Help Wanted: NJ Dentists for Special Needs Patients
Trenton resident Peter Baronsky waited months for a dental appointment, just so he can get a few cavities filled.
Because the 28-year-old is on the autism spectrum, and therefore can be combative during procedures, his regular provider wasn't equipped to help.
Dentist offices offering general anesthesia, which Barnosky often needs, and staff prepared to take on individuals with disabilities, are few and far between in New Jersey.
Baronsky's father eventually found the Rutgers School of Dental Medicine's Delta Dental of New Jersey Special Care Treatment Center, one of the only clinics in the region with the proper tools and people in place to handle patients with disabilities. Even with a location willing to help, the family still had to wait months to get Baronsky in the chair, since the case wasn't considered urgent.
"There are many barriers to receiving dental care for special needs patients," said Glenn Rosivack, interim chair of the dental school's pediatrics department. "Some are physical: a lack of ramps, doorways that aren't wide enough for gurneys to fit through. Some are due to the fact that many dentists aren't training and willing to treat special needs patients."
The school cites a severe shortage of special needs dentists and a booming population of patients with physical disabilities and behavioral disorders. The dental school recorded 7,757 special needs patient visits in 2017.

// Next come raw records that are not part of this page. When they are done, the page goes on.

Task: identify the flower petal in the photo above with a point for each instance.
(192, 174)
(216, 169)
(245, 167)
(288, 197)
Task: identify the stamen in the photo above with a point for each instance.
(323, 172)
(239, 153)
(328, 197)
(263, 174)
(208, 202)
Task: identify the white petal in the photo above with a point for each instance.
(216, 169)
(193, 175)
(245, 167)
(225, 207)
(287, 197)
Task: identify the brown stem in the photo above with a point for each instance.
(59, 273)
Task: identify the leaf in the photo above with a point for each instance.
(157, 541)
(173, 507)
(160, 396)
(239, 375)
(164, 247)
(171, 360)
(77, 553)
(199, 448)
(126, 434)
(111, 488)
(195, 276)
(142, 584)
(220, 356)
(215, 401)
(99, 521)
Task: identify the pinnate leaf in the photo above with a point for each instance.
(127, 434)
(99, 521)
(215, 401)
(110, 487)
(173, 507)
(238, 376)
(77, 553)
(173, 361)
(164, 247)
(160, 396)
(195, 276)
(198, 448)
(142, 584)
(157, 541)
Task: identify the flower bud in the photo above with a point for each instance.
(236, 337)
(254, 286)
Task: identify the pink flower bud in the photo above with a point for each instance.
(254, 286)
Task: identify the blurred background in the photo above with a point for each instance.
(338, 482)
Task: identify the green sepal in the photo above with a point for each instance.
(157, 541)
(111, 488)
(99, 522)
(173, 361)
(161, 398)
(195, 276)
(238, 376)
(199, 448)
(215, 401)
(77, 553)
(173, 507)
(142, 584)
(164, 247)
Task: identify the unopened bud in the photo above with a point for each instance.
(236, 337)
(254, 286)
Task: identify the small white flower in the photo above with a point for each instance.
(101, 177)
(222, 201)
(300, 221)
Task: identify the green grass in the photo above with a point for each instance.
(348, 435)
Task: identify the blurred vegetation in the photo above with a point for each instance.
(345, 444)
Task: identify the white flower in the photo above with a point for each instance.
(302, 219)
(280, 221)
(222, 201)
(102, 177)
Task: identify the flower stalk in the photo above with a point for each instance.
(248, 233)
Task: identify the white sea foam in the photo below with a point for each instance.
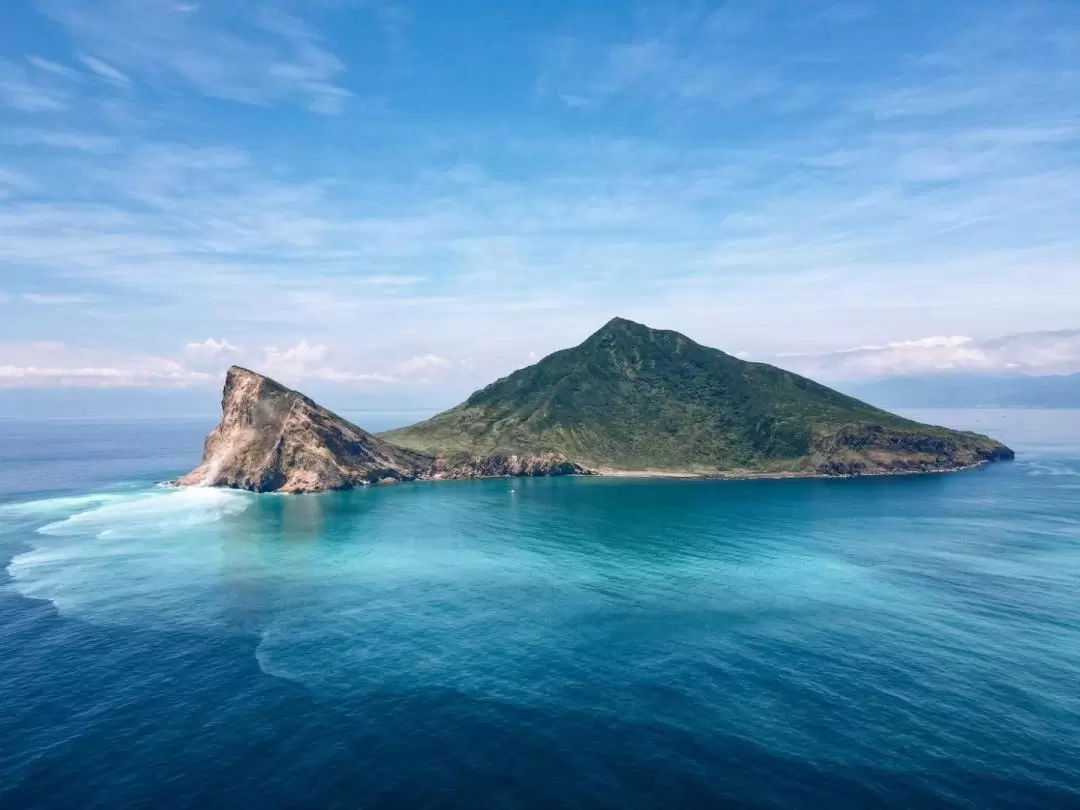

As many as 911,300 New Jersey residents are estimated to be living with at least one disability. National statistics suggest 48 percent of patients with disabilities had no dental check-up over the past year, compared to 35 percent of those without a disability.
Dr. Lee M. Lichtenstein, a dentist in Holmdel who serves minors and adults with behavioral and developmental issues, said private offices reserve the right to refuse certain patients, but they generally make this decision based on a lack of skills and training.
Lichtenstein, one of the very few dentists in the country who's double trained as an anesthesiologist, said the more difficult patients handled by his Holmdel office are either heavily sedated or put under general anesthesia.
"So that somebody is asleep and therefore totally cooperative," he explained. "They don't fight, they don't argue, there's no thrashing about."
The office does not use papoose boards to restrain patients. It's set up similar to a hospital operating room, with equipment in place to monitor a patient's blood pressure, temperature and other vital signs.
Since his struggle to find help, Baronsky's father has become an advocate for expanding programs like the one at Rutgers School of Dental Medicine.